En fait, au delà de l'évident biais de sélection (pour qu'un économiste français remporte la médaille John Bates Clark il faut, par définition, qu'il enseigne aux Etats-Unis), je pense que l'événement prouve plutôt les bienfaits de la mondialisation en matière de recherche scientifique, et le bénéfice que la France peut en tirer.

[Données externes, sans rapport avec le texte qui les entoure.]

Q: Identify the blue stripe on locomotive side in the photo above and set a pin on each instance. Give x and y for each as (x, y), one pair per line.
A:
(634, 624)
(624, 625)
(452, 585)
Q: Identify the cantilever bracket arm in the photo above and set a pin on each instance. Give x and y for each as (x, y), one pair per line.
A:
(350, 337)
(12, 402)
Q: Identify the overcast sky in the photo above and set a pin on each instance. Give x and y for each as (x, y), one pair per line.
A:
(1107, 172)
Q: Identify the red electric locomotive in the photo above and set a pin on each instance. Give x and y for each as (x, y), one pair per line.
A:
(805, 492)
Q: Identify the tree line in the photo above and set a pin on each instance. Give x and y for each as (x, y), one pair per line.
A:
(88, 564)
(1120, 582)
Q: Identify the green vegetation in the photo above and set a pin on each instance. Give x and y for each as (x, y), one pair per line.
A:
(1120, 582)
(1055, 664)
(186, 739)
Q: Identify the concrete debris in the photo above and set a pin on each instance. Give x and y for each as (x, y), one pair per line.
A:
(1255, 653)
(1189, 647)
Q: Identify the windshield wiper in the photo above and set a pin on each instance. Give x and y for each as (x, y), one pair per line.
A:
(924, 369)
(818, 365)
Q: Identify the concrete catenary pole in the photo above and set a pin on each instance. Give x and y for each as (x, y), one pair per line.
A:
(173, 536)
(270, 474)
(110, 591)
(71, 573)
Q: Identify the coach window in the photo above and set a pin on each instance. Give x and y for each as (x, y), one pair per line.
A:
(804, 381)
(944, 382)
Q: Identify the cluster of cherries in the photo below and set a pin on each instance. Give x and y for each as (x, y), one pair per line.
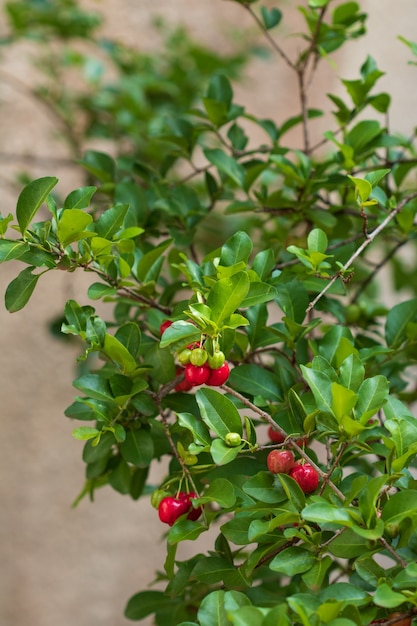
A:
(171, 508)
(199, 367)
(283, 462)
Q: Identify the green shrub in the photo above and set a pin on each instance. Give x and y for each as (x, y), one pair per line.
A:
(214, 255)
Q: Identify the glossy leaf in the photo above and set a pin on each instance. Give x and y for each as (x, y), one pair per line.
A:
(256, 381)
(31, 199)
(218, 412)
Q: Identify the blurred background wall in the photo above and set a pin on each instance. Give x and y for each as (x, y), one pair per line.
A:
(78, 567)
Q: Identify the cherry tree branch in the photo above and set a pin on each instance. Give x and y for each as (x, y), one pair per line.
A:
(371, 237)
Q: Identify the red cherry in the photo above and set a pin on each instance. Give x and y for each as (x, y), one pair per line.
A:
(193, 514)
(165, 324)
(275, 435)
(170, 509)
(219, 376)
(197, 374)
(306, 476)
(280, 461)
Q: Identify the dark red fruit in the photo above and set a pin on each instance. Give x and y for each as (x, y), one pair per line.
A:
(165, 324)
(275, 436)
(194, 513)
(197, 375)
(219, 376)
(306, 476)
(170, 509)
(280, 461)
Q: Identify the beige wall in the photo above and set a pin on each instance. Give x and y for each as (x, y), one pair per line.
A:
(77, 567)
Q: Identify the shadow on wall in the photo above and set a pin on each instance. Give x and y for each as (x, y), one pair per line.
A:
(79, 566)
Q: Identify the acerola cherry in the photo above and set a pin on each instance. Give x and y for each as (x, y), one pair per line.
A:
(170, 509)
(165, 324)
(275, 435)
(219, 376)
(306, 476)
(157, 496)
(198, 356)
(183, 385)
(184, 356)
(197, 375)
(280, 461)
(194, 513)
(216, 360)
(233, 440)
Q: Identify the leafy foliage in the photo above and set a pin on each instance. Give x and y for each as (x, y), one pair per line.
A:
(290, 295)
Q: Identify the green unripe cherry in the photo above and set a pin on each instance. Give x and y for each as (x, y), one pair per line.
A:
(184, 356)
(157, 496)
(198, 357)
(233, 440)
(216, 360)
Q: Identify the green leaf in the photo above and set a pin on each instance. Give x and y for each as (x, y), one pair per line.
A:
(198, 429)
(386, 597)
(226, 296)
(401, 505)
(398, 319)
(20, 289)
(292, 561)
(324, 513)
(31, 199)
(376, 176)
(343, 400)
(352, 372)
(138, 448)
(372, 394)
(12, 249)
(85, 432)
(363, 188)
(223, 454)
(185, 530)
(119, 354)
(111, 221)
(317, 240)
(320, 385)
(226, 164)
(263, 488)
(129, 335)
(237, 248)
(348, 545)
(212, 611)
(218, 412)
(180, 333)
(150, 259)
(94, 386)
(79, 198)
(96, 291)
(255, 380)
(292, 297)
(315, 577)
(72, 225)
(221, 491)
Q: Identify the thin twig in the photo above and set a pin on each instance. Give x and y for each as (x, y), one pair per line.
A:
(358, 252)
(270, 39)
(291, 440)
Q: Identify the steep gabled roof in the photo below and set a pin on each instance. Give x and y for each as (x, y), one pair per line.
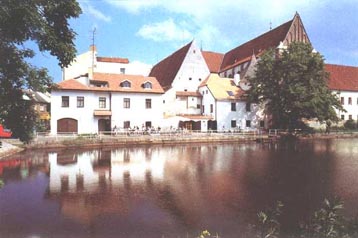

D'une part, il me semble qu'on peut interpréter le parcours des économistes français comme le signe d'une spécialisation efficace des pays en termes d'enseignement : solide formation en mathématiques en France (ENS ou Polytechnique la plupart du temps), puis PhD en économie aux Etats-Unis. On souligne généralement, à raison, le fait que les exilés auraient du mal à trouver, en France, un environnement intellectuel et matériel aussi propice à la recherche scientifique. Mais on peut aussi penser que la formation qu'ils ont reçue en France, en classe préparatoire et en grande école, n'est sans doute pas pour rien dans leur réussite outre-Atlantique. Au final, cet arrangement est sans doute celui qui est le plus profitable du point de vue de la discipline économique.

D'autre part, on aurait tort de croire que cette fuite des cerveaux se traduit forcément par une perte nette pour la France. Les exilés n'arrivent en effet pas les mains vides aux Etats-Unis : ils apportent avec eux des références historiques et culturelles françaises. Et ces références influencent, à des degrés divers mais nécessairement, le type de recherche qu'ils conduisent outre-Atlantique. Il en ressort souvent un éclairage nouveau sur la France, à la lueur de l'exemple américain et des comparaisons internationales. Mais l'inverse est aussi possible : ce n'est pas un hasard si ce sont deux Français, Thomas Piketty et Emmanuel Saez, qui ont remis au goût du jour la recherche économique sur le thème des inégalités et ont réussi à l'imposer dans un débat américain qui vivotait sur des références vieillissantes et de plus en plus erronées au "rags to riches" et à la courbe de Kuznets.

Et ça, c'est clairement une bonne nouvelle.